Strategies for searching for neural structures include random search, Bayesian optimization, evolutionary methods, reinforcement learning, and gradient-based methods. There were indications that all of these methods were working, but none really stood out.
The simplest way to estimate the performance of neural networks is to train and verify the networks on the data. Unfortunately, this can lead to computational demands on the order of thousands of GPU days for neural architecture research. Methods for reducing computation include lower accuracy estimates (fewer training periods, less data, and mini models); extrapolation of the learning curve (based on only a few periods); warm start training (initialize the weights by copying them from an original form); and one-shot models with weight-sharing (the sub-graphs use weights from the one-shot model). All of these methods can reduce the training time to a few GPU days instead of a few thousand GPU days. However, the biases introduced by these approximations are not yet well understood.
Project Petridish from Microsoft
Microsoft Research claims to have developed a file A new approach to research in neuroarchitecture who – which Adds short connections to existing network layers Weight sharing is used. Actively added shortcut links Gradient boosting performance on boosted layers. They call this project Tridish.

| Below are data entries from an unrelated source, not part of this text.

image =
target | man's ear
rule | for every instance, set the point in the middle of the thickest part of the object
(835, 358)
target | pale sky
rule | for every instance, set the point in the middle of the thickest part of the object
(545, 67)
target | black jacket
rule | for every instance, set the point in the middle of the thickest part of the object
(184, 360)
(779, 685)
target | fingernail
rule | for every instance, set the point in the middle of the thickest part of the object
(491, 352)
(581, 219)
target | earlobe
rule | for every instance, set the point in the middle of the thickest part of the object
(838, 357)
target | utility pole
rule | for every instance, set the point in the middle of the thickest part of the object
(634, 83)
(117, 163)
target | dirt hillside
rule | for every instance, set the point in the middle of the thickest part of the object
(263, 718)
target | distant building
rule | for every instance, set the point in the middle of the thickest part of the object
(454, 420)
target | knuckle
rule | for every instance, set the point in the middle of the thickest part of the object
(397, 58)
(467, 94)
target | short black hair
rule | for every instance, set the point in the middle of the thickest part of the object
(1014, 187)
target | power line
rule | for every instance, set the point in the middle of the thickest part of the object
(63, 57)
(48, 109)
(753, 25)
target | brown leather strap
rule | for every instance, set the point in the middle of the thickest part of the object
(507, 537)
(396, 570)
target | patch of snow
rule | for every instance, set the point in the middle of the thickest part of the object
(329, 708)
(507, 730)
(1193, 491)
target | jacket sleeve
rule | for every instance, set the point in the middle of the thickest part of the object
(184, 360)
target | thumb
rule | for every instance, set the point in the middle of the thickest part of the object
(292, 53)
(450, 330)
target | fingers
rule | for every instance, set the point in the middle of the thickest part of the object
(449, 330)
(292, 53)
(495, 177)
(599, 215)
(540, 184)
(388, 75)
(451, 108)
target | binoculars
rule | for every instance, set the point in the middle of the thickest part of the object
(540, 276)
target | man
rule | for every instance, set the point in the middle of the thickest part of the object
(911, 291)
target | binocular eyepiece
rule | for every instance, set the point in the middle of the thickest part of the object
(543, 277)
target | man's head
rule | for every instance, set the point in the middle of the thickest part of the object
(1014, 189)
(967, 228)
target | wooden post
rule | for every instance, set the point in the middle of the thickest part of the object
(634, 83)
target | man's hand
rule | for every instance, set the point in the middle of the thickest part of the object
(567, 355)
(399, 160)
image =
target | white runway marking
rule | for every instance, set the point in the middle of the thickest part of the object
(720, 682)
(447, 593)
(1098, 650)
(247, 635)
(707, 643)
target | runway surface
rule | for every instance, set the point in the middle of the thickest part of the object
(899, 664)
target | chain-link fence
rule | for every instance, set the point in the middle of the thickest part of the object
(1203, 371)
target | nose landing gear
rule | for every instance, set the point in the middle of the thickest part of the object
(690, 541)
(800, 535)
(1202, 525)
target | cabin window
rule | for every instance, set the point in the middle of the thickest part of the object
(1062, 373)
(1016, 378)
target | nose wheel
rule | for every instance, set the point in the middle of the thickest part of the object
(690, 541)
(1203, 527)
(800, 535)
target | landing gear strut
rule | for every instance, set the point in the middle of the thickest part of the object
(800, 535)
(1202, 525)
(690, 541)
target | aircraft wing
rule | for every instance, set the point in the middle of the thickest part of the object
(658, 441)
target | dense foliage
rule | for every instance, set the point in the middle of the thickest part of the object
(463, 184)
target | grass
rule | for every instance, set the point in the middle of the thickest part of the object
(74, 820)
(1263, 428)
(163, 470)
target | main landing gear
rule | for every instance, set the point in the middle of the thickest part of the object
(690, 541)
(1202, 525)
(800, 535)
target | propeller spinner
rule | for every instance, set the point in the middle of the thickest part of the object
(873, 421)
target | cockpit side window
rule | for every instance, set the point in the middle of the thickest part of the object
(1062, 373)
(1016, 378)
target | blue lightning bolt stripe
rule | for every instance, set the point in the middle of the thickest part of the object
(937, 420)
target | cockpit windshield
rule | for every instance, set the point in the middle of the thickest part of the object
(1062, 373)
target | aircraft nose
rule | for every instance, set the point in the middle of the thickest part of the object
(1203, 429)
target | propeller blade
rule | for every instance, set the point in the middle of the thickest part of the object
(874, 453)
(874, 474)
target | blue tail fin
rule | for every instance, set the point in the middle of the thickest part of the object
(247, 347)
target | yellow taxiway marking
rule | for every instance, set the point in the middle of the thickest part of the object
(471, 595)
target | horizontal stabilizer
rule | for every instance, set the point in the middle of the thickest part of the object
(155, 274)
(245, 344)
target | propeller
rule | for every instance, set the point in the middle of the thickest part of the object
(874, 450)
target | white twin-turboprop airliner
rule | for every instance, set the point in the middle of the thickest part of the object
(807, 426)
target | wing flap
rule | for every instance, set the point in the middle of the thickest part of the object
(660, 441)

This method is supposed to reduce training time to a few GPU days instead of a few thousand GPU days, and support warmly started training. According to the researchers, the method works well in both cellular research and macroscopic research.
The quoted experimental results were very good for the CIFAR-10 image data set, but not distinct for the Penn Treebank language data set. Although Project Petridish looks interesting separately, without a detailed comparison to the other methods discussed, it is not clear if it is a significant improvement to neural architecture research compared to other acceleration methods we have discussed, or just another way to get to the same place.